Blocking his view of the bruised sky a face appeared over him, dark hair tangling in the wind.
‘Abigail,’ she said. ‘Abigail Chambers. Now are you going to get up, or am I throwing you back to the fish!’
*
The sensation in James Bailey’s legs slowly returned. The pins and needles had transformed into feeling and he was able to stand shakily.
What had caused the paralysis he didn't know, but he was standing now. With one arm over Abigail's shoulder she helped him along the beach. They battled the gale together, trudging slowly along the sand. Of all the people to have found him, he couldn’t believe it was this girl. Dark locks, tangled and wet. Perfect green eyes. He tried not to stare.

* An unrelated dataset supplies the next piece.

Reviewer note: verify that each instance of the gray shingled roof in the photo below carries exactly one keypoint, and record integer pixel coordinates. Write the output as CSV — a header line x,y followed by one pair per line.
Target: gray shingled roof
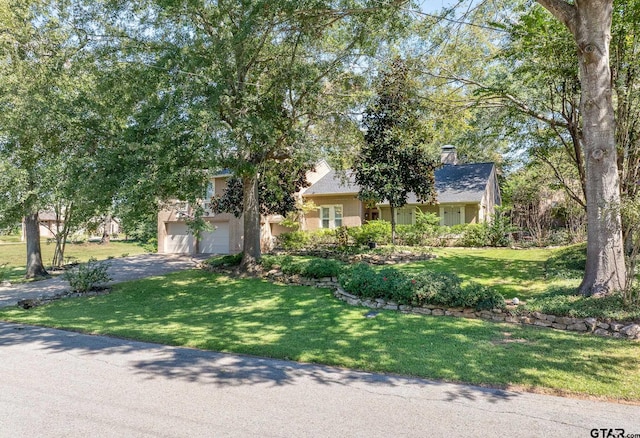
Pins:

A couple of hundred yards offshore, dark leviathans disappeared beneath the surface of the water, huge sections of the aircraft swallowed whole.
‘Where the bloody hell is everybody?’ Abigail yelled above the wind.
He’d been wondering the same thing. There didn’t seem to be any bodies, alive or dead, anywhere.
‘Gone down with the plane, probably,’ he shouted back.
‘I don’t think so. There were a handful of bodies in my section when I left the plane, but most of the seats had been ripped out, gone, passengers along with them. I expected the beach to be littered.’
Navigating their way gingerly through the fires and debris, they paused to catch their breath.
‘I think I can manage now,’ he gasped.